Jennifer, sang mama, langsung mengirim WA ke HP anaknyi itu. ”Mama tidak marah kepada kamu. Tapi carilah cara agar tidak ketahuan,” tulisnyi. Tentu pesan itu tidak sempat terbaca oleh sang anak. Polisilah yang membacanya. Pukul 13.20 Jennifer kirim WA lagi: ”jangan lakukan itu”. Mungkin kalimat seperti itu sengaja dibuat seperti itu agar terlihat sang mama sudah berusaha mencegah.
Tapi pada jam seperti itu penembakan sudah lama berlalu. Ethan sudah berada di tangan polisi.
Hari ketiga setelah menembakan, mulailah polisi mengaitkan dengan orang tua Ethan. Mulai ada indikasi bisa saja papa-mama Ethan ikut jadi tersangka.
Di hari keempat polisi memastikan James dan Jennifer jadi tersangka. Polisi pun mendatangi rumah mereka: akan dibawa ke kantor polisi.
Yang dicari tidak ada. Mereka pergi mengendarai mobil Kia entah ke mana. Polisi mulai menyebar informasi mengenai pelarian itu.
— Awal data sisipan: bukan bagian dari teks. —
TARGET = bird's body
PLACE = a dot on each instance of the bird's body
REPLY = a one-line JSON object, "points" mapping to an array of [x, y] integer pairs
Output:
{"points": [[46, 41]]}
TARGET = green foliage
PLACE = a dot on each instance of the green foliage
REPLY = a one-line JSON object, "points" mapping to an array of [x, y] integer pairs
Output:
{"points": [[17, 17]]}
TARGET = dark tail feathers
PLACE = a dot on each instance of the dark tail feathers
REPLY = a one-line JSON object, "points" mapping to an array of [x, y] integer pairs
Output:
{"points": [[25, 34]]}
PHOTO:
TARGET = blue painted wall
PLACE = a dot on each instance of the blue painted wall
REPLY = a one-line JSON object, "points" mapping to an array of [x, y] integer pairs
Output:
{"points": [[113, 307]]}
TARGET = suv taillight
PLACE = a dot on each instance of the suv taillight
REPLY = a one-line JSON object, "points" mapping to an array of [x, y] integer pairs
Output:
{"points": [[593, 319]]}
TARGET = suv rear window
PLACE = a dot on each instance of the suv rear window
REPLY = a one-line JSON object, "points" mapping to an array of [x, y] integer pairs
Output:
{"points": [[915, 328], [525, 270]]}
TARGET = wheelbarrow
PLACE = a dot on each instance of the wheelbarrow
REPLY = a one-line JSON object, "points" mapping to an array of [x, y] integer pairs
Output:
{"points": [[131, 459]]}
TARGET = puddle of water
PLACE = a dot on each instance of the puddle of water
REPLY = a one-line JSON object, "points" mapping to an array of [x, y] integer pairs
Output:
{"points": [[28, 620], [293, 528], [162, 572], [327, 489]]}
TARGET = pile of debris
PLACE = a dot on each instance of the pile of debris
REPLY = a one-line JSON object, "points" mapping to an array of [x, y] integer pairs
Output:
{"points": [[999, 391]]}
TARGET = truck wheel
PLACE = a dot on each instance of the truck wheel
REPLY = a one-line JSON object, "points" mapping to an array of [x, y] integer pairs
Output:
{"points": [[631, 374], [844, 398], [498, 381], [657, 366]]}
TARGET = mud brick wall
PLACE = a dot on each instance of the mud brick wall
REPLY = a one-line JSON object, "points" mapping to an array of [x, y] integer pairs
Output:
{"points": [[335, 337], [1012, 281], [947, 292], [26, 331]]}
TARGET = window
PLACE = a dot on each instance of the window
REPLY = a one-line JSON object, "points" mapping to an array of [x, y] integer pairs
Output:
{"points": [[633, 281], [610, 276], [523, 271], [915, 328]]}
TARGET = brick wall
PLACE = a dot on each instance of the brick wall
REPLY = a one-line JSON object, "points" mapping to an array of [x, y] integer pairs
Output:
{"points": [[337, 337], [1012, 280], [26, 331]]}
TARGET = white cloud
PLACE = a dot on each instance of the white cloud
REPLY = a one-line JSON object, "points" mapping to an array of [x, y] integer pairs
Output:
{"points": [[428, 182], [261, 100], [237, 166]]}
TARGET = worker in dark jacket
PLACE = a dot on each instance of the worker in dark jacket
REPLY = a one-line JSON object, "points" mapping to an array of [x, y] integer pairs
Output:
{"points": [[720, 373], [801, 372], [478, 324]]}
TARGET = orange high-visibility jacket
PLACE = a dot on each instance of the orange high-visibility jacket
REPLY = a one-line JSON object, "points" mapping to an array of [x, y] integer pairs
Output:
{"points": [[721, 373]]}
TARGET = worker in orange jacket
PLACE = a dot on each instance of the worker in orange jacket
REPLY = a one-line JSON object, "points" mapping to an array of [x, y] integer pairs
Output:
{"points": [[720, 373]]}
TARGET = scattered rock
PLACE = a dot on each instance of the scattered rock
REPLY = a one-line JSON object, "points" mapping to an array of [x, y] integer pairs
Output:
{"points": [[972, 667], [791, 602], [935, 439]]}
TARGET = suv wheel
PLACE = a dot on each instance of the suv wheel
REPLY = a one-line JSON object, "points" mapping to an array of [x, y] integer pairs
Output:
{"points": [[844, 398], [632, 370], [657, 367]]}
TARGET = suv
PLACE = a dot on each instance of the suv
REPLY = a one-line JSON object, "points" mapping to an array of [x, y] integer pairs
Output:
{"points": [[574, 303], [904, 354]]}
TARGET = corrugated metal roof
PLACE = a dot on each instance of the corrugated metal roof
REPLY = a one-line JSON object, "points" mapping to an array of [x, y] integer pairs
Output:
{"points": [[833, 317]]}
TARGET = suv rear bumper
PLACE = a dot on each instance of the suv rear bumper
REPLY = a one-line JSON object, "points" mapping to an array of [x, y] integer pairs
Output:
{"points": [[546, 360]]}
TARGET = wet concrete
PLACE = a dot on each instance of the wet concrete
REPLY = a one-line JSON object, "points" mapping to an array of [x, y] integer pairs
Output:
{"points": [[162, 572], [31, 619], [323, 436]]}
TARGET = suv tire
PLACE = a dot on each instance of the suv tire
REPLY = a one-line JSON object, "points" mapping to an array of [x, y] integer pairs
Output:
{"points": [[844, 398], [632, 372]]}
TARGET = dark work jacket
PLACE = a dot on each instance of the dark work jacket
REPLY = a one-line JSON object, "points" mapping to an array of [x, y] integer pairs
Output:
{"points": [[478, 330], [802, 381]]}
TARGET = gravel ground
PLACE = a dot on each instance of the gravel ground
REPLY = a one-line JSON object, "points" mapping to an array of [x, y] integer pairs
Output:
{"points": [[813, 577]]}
Dua pengacara menghubungi polisi. Mereka bukan kabur. Tapi takut pada keselamatan diri mereka. ”Mungkin mereka panik. Mungkin ingin cari seseorang yang bisa dimintai pendapat,” ujar sang pengacara, seperti dimuat di media di Detroit --kota terbesar di Michigan.
Lokasi SMA itu memang berada di pinggir kota besar Detroit. Yakni pinggir barat laut. Masuk administrasi Oakland. Berpenduduk 1,2 juta.
Oakland dihuni banyak kelas mampu. Yang ekonomi mereka terkait dengan industri mobil. Detroit adalah pusat industri mobil Amerika.
Sebanyak 70 persen penduduk Oakland berkulit putih. Saya beberapa kali ke Michigan. Sempat juga jalan-jalan di pinggir lautnya. Dari sini bisa terlihat jelas salah satu kota di Kanada. Cahaya lampu dari Kanada itu memantul sampai di air depan tempat saya duduk. Detroit hanya dipisahkan sejengkal air laut dari kota kecil di Kanada itu.
Polisi pun mewaspadai kemungkinan itu: James dan Jennifer kabur ke Kanada.
Malam itu seseorang lantas menghubungi polisi: melihat ada mobil Kia yang dimaksud. Terlihat juga Jennifer lagi keluar dari mobil. Lokasi mobil itu: di sebuah pusat bisnis di Detroit.
Polisi pun --yang sudah telanjur mengumumkan hadiah 10.000 dolar bagi pemberi info akurat-- menangkap James dan Jennifer. Kemarin sore WIB.
Polisi juga menemukan keanehan di HP Ethan. Ternyata Ethan menyimpan rekaman khusus di HP itu. Bahwa ia akan melakukan penembakan di sekolahnya itu. Di malam sebelum penembakan.
Semuanya sudah direncanakan. Semuanya sudah terlambat.